Scientists have discovered "Venus' twin," and it's one of the closest exoplanets ever discovered.
The rocky planet, dubbed GJ 1132b, is Earth-sized and rocky, MIT reported. It is orbiting a star only 39 light years away, which is considered basically next door to our own solar system. The planet is so close by that scientists are optimistic we will be able to learn more about it than any previously known planet. GJ 1132b is a scorching 500 degrees Fahrenheit, and is almost certainly not hospitable for liquid water or life, but could still have a substantial atmosphere.
"If we find this pretty hot planet has managed to hang onto its atmosphere over the billions of years it's been around, that bodes well for the long-term goal of studying cooler planets that could have life," said Zachory Berta-Thompson, a postdoc in MIT's Kavli Institute for Astrophysics and Space Research. "We finally have a target to point our telescopes at, and [can] dig much deeper into the workings of a rocky exoplanet, and what makes it tick."
The scientists discovered the planet using the MEarth-South Observatory, a Harvard University-led array of eight 40-centimeter-wide robotic telescopes in the mountains of Chile. Based on the size and proximity of the planet compared to its star, the researchers were able to determine its high temperatures.
"The temperature of the planet is about as hot as your oven will go, so it's like burnt-cookie hot," Berta-Thompson said. "It's too hot to be habitable-there's no way there's liquid water on the surface. But it is a lot cooler than the other rocky planets that we know of."
Most known rocky exoplanets are thousands of degrees and too hot to host any type of atmosphere. This new finding is exciting because it could provide key insights into the atmospheres of exoplanets.

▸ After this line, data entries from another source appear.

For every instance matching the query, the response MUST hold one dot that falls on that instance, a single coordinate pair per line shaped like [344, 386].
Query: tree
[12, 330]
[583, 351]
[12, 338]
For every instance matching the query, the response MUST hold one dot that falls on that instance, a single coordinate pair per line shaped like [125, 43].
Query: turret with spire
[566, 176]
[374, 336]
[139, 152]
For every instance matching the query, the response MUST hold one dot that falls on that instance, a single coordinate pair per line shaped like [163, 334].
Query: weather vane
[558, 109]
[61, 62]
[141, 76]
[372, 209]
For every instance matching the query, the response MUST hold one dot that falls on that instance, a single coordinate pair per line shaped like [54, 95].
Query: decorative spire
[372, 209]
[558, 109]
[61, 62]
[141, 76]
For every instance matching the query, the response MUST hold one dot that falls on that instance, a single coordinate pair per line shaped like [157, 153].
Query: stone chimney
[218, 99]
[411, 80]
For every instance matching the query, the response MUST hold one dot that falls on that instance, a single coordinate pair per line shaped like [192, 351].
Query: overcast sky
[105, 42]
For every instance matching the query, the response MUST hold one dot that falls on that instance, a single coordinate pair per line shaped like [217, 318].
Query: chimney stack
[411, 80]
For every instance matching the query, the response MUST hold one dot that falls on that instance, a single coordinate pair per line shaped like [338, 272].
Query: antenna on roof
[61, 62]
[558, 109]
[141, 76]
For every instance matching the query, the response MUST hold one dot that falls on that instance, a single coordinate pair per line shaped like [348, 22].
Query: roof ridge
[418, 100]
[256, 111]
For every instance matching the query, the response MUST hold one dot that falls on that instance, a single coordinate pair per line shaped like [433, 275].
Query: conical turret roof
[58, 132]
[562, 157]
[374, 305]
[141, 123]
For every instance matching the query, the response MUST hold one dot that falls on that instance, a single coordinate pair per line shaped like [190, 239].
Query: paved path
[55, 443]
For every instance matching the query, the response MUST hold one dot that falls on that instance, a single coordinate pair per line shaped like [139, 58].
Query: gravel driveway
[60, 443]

"We think it's the first opportunity we have to point our telescopes at a rocky exoplanet and get that kind of detail, to be able to measure the color of its sunset, or the speed of its winds, and really learn how rocky planets work out there in the universe," Berta-Thompson says. "Those will be exciting observations to make."
The findings were published in a recent edition of the journal Nature.